I think when people think about starting an offline business, they look for a need in their community and try to fill it. Online, they tend to think, well, what can I do to make a lot of money? There is a huge difference between the two. I think online people really believe that if they build a website and sell something, the money will just come. It’s just not an accurate thought, but I think almost everyone has thought it at one point or another.
So to create an income online, you need to fill a need, just like you would in the offline world. You meet this need by producing, developing, distributing or brokering a product or service. That is all. You will never earn a long-term viable income from schemes and scams any more than a bank robber will earn a long-term viable income robbing banks.
Here are some of the main business models you can find on the web:
1) Production model. It is a company that produces value by transforming one commodity into another for online consumption. An offline equivalent would be a shoemaker or a gold mining company. The online equivalent may be the development of new software or search technology, or the development of online technology that supports some of the other online business models.
2) Merchant model. This is a company that specializes in sales and organizes the delivery of goods and services on the online market. This can be compared to the offline equivalent of a merchant. Some examples online are bookstores, grocery stores, catalog websites, and other organizations that sell goods and services.
3) Advertising model. This is a company that specializes in providing advertising or promotion services to other online businesses, for example those businesses that operate using the manufacturer or merchant model. This model charges these companies a fee to advertise the goods and services provided by the other online business models.
4) Affiliate model. This is a model that resembles the advertising model, but is different in that it focuses on recruiting many individual companies or individuals to carry out the advertising in a systematic and fragmented manner. While the advertising model pays the advertiser based on the amount of advertising served, the affiliate model pays the affiliate marketer when a sale or step in the sales process is completed. This step can be an online visit, a request for more information, or the sale itself.
5) Broker model. This model is one that compensates the broker for bringing a buyer and seller together, usually in the form of a one-on-one personal introduction. An example of this could be an online auction or an online payment processor.

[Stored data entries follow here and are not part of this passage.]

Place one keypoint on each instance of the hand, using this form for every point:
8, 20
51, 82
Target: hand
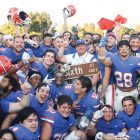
65, 13
31, 42
91, 50
83, 123
99, 136
54, 25
117, 27
75, 106
33, 59
25, 86
46, 80
65, 68
98, 114
121, 134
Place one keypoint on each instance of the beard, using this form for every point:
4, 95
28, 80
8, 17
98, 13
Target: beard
3, 90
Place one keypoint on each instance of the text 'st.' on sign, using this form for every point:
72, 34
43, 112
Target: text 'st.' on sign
86, 69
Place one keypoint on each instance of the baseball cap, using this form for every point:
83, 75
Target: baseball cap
6, 37
123, 42
111, 34
32, 73
80, 41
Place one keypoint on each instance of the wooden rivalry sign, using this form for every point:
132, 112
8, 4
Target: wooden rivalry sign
86, 69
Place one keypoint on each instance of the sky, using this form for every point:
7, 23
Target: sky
87, 11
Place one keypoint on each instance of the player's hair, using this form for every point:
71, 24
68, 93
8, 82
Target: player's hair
123, 42
88, 33
7, 131
46, 35
85, 82
51, 51
14, 83
129, 98
108, 106
62, 99
25, 113
42, 85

6) Information model. An information business model is one where a company provides information to a specific area or market niche. This information would typically instruct another company or individual on an easier or more efficient method of performing a task, or actually teach the task or task performance.
7) Subscription model. This is an overlay pattern that is usually included in one of the other patterns. This model will provide a good or service over an extended period of time and provide a guaranteed and generally constant level of that good or service over a period of time, for example over several months. Two products that fit into this subscription model might be online monthly video rentals or services such as food or medicine that are delivered regularly on a commitment basis.
8) Useful model. This model works much the same way an offline program might, offering a product that through its use has become a necessity and is often tightly controlled. An example of an online utility model would be that of accessing the Internet or telephone service through an online network.
9) Community model. It is a business model that focuses on bringing together like-minded individuals or companies to develop relationships and share information. Two examples of the community network phenomenon are the recently created Myspace and the older online forum.
When deciding to start a business online, it is important to determine which of these business models interests you the most. Which of these models suits you best? In which of these models are you most likely to be considered an expert or would you like to become an expert?